OnePlus
The OneDiffusion finetune, style changer, one step closer to other sdxl style(s).
Proof of Concept. As for now, I only upload the patch for the transformer.
Inference
The current inference script doesn't support reassigning the transformer model, you have to replace the transformer directory manually. This will be the case until a built-in diffusers implementation becomes available.
(I use a custom pipeline for training, that allows reassigning the pipeline components.)
Given that the OneDiffusion model is already downloaded, rename the "transformer" to "transformer_old". Copy the content of this repo to the OneDiffusion folder.

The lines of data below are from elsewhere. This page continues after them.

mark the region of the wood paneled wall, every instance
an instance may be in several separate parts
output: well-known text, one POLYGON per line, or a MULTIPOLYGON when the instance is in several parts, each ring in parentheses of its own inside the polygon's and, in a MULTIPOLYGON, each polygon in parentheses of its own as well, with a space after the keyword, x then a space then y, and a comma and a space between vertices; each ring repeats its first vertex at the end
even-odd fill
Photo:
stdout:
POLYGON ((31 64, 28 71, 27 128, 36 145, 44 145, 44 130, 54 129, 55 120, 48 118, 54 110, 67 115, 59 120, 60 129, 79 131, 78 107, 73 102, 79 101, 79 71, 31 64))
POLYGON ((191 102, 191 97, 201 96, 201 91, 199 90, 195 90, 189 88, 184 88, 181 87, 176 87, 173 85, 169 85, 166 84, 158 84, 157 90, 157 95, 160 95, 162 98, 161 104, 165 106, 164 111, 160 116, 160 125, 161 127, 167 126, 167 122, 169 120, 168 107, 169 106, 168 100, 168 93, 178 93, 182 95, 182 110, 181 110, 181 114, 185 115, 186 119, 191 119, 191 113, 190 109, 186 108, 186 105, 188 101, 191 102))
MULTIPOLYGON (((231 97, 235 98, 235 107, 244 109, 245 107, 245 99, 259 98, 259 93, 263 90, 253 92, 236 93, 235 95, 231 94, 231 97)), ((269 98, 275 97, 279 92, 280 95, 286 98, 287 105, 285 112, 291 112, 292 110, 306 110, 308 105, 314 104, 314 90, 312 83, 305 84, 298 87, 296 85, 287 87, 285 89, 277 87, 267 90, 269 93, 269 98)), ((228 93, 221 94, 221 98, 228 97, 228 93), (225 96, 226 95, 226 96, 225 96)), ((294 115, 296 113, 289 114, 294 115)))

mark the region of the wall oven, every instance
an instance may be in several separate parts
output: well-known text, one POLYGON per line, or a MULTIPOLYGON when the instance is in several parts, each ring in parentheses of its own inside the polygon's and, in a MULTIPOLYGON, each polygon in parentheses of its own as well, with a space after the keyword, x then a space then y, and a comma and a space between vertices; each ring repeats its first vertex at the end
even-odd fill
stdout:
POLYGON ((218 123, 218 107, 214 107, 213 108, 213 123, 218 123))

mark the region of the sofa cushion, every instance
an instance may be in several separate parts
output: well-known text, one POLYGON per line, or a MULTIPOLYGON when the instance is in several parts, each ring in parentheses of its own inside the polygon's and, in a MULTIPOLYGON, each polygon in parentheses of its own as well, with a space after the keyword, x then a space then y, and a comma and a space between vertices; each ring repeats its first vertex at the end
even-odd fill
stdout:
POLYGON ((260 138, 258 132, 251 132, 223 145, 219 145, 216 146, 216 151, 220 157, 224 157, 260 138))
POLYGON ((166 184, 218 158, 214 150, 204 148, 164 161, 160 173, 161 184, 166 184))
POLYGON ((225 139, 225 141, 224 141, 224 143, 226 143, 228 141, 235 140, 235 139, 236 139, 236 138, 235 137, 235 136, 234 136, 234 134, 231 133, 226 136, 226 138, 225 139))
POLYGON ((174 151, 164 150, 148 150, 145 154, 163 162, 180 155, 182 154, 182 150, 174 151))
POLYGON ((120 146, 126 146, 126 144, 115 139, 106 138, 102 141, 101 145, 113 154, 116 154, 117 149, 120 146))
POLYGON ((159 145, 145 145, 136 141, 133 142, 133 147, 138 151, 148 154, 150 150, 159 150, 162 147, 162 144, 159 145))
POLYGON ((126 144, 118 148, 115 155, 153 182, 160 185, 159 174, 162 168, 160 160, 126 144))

from safetensors.torch import load_file, save_file
if __name__ == '__main__':
sd = load_file('./OneDiffusion/transformer_old/diffusion_pytorch_model.safetensors')
adapter = load_file('./OneDiffusion/transformer/one_adapter.safetensors')

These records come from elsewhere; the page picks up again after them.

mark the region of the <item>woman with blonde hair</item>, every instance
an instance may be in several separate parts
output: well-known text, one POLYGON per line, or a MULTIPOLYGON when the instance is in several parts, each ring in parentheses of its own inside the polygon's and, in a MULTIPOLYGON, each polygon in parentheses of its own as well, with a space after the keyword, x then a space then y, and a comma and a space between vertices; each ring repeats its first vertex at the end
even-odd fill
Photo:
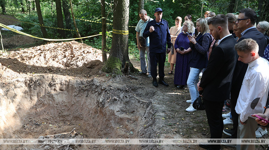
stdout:
POLYGON ((190 73, 189 62, 190 53, 181 53, 181 48, 183 47, 183 49, 187 49, 190 48, 190 41, 187 32, 192 35, 194 32, 194 26, 191 21, 185 21, 182 26, 183 32, 177 36, 175 43, 175 48, 177 54, 175 68, 174 84, 177 85, 178 88, 187 88, 187 81, 190 73))
POLYGON ((170 63, 170 69, 169 72, 167 73, 167 74, 172 74, 173 73, 174 65, 176 63, 177 53, 176 52, 176 50, 175 49, 174 45, 176 39, 177 37, 177 35, 181 32, 180 29, 181 28, 181 22, 182 21, 182 19, 181 18, 181 17, 177 17, 176 18, 175 22, 176 25, 170 28, 170 35, 171 36, 171 43, 172 43, 171 48, 173 48, 173 50, 171 50, 171 52, 168 54, 168 62, 170 63), (173 48, 172 47, 173 47, 173 48))
POLYGON ((257 30, 264 35, 264 36, 266 38, 267 45, 269 44, 269 37, 266 33, 266 31, 268 31, 269 29, 269 23, 266 21, 261 21, 257 25, 257 30))
POLYGON ((186 109, 187 111, 196 110, 192 106, 192 104, 199 97, 197 85, 199 80, 199 74, 207 65, 208 60, 207 53, 212 41, 206 19, 202 18, 196 21, 196 28, 200 33, 195 39, 192 36, 189 36, 189 40, 191 42, 190 47, 181 52, 184 54, 191 51, 189 63, 190 71, 187 81, 191 99, 186 101, 191 104, 186 109))

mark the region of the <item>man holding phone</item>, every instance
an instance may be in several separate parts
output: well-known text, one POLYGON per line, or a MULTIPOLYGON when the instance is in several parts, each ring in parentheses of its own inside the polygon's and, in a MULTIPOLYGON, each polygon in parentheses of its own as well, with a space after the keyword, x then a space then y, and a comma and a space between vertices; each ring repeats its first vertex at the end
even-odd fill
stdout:
MULTIPOLYGON (((218 45, 212 50, 207 68, 197 84, 203 95, 210 138, 221 139, 223 130, 222 115, 224 101, 229 99, 232 77, 236 62, 234 46, 236 41, 229 32, 228 19, 219 14, 207 20, 210 34, 218 45)), ((199 144, 202 148, 219 150, 220 144, 199 144)))
MULTIPOLYGON (((239 115, 237 138, 255 139, 258 123, 250 115, 264 111, 269 89, 269 62, 259 56, 258 44, 251 39, 240 41, 235 48, 238 60, 248 64, 235 106, 239 115)), ((237 149, 255 149, 255 145, 237 145, 237 149)))

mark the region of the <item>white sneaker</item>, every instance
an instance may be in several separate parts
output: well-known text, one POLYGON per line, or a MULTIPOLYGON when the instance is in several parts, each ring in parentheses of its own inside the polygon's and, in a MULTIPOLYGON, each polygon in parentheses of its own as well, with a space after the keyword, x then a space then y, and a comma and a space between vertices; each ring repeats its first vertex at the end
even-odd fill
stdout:
POLYGON ((229 113, 227 113, 227 114, 222 114, 222 117, 223 118, 230 118, 230 114, 231 114, 230 112, 229 113))
POLYGON ((189 100, 187 100, 186 101, 186 102, 188 102, 189 103, 191 103, 191 100, 189 99, 189 100))
POLYGON ((256 138, 262 137, 263 137, 262 136, 262 135, 263 136, 267 135, 267 130, 265 129, 265 130, 263 130, 263 129, 259 127, 259 128, 258 128, 258 129, 255 131, 255 134, 256 135, 256 138))
POLYGON ((229 117, 223 120, 223 124, 233 124, 233 120, 229 117))
POLYGON ((190 112, 191 111, 194 111, 195 110, 197 110, 197 109, 195 109, 193 108, 193 107, 192 106, 192 104, 190 104, 190 106, 189 106, 186 109, 186 111, 189 111, 189 112, 190 112))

for key, tensor in adapter.items():
assert key in sd
sd[key] = tensor
save_file(sd, './OneDiffusion/transformer/diffusion_pytorch_model.safetensors', {'format': 'pt'})
With this, the "transformer_old" has the original weight, the "transformer" has the patched model. You're ready to run inference on the finetune.
pipeline = OneDiffusionPipeline.from_pretrained('./OneDiffusion').to(device=device, dtype=torch.bfloat16)
Prompt
[[text2image]] pny_style, ...
The text encoder understands handwritten prompts, comma separated keywords, it works without Molmo.
Training
The training script is similar to the SD3 dreambooth script. I reinvented what PEFT does otherwise, so it doesn't cost me a fortune to train a large model.
Based on previous work: Kolors, VAE, SD3 training script; Flux merge, text encoder and latent manipulation.
It's possible to train the model in int8.
The base model is similar to Kolors, but with more options, and newer architecture. I don't modify the T5 XL and VAE, they don't have to be smaller.